Retirement Plan Tax Allocation Strategies

Retirement Plan Tax Allocation – Tax Now, Tax Later, or Never Taxed

By Graham Wickham, CEO & President

If you’ve engaged a financial or investment advisor, at some point they’ve probably talked to you about investment allocation. But when was the last time someone talked to you about tax allocation and those accounts?

Tax planning for retirement is incredibly valuable in helping you maximize your retirement savings. By understanding the different types of retirement accounts and how tax allocations work, you can develop strategies that reduce your current taxable income, defer paying taxes until later years, or even take advantage of completely tax-free gains upon withdrawal in the future.

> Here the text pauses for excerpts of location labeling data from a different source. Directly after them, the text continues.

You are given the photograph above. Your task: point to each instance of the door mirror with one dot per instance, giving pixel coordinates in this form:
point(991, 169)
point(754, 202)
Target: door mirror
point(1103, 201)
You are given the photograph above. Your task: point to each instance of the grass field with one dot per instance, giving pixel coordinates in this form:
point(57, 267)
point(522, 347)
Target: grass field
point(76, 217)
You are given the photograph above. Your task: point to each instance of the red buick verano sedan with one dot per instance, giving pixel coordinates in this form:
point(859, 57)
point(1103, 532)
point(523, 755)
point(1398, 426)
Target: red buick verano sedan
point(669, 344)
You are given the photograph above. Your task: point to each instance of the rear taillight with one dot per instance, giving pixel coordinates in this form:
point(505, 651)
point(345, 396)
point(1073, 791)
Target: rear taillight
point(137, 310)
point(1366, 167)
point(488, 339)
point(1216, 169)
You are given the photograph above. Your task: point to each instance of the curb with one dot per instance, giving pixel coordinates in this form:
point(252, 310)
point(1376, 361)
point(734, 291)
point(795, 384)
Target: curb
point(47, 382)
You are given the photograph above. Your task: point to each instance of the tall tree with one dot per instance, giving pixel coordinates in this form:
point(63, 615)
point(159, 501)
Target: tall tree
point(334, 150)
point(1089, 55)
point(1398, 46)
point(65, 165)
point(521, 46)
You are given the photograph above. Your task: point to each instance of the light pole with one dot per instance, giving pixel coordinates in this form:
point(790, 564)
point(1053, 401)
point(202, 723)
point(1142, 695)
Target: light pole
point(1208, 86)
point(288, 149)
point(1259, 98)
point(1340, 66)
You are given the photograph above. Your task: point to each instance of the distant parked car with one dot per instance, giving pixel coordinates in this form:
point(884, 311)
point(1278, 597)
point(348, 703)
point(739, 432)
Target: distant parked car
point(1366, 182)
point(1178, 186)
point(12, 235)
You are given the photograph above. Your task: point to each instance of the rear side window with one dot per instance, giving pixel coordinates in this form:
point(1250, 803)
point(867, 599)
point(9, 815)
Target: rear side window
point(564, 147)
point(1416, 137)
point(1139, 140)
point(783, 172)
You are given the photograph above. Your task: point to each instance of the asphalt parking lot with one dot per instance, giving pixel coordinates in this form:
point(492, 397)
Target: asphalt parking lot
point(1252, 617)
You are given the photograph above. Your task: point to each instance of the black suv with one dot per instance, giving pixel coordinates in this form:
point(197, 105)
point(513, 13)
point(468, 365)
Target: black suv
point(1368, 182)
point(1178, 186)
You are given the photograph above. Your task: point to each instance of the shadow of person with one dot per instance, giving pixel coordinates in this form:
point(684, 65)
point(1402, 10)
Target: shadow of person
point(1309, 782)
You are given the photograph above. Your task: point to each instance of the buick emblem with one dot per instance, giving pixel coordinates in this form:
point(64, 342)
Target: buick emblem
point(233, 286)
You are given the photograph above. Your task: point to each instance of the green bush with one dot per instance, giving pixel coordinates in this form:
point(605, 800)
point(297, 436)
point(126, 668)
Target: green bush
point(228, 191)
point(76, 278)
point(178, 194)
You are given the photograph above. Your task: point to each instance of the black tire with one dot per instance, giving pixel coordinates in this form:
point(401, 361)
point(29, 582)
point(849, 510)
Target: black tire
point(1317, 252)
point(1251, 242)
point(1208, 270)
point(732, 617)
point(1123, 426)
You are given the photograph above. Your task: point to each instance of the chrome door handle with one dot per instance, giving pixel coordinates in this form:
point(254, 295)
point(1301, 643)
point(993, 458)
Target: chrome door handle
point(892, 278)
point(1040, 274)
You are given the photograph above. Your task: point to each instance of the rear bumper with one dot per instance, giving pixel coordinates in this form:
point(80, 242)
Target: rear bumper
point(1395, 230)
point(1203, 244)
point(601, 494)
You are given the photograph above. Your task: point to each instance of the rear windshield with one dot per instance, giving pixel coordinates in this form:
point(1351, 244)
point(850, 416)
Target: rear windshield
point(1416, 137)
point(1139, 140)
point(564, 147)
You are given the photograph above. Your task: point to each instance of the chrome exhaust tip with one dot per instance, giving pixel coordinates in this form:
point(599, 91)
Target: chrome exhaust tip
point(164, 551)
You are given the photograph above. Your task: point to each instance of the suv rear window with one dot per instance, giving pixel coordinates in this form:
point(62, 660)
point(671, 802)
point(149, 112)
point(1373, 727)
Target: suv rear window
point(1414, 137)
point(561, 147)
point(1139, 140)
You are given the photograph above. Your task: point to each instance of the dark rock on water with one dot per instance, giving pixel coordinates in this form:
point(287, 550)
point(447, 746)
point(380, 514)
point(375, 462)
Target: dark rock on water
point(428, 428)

When it comes to taxes on your savings and investments, there are basically three primary buckets: taxed now, taxed later, and never taxed

So what do we mean by “taxed now?” Taxed now means that if you have a brokerage account with stocks, bonds, and mutual funds in it, it could generate various sorts of taxable events. This could be dividends from your investments or capital gains when you sell an asset at a profit. 

The “taxed later” bucket includes things like your 401k or individual retirement account (IRA). With these plans, you can choose to invest pre-tax dollars, which reduces your taxable income in the same year. This means you’ll pay less in taxes now and more when you withdraw from the account during retirement. However, once withdrawn from an IRA, all earnings are taxed as ordinary income at current rates, so it may be advantageous to defer tax liabilities into future years, if possible. Another “taxed later” plan is a pension, which is taxed as you draw money from it in your retirement.

Finally, there are a couple of things that are never taxed. One is life insurance, which can build up substantial cash value. Distributions from a life insurance policy are never taxed. Additionally, distributions from a Roth IRA aren’t taxed if you’ve held the IRA for five years from the first contribution and you’re over 59 ½ (since you already paid taxes on that money before you placed it in the IRA). 

Overall, careful planning and consideration of various factors like retirement goals, income bracket and timelines can make all the difference when creating your long-term financial plan – helping you save money now while still keeping an eye towards achieving your future objectives. Just don’t forget about taxes and how they impact how much money ends up in your pocket at the end of the day.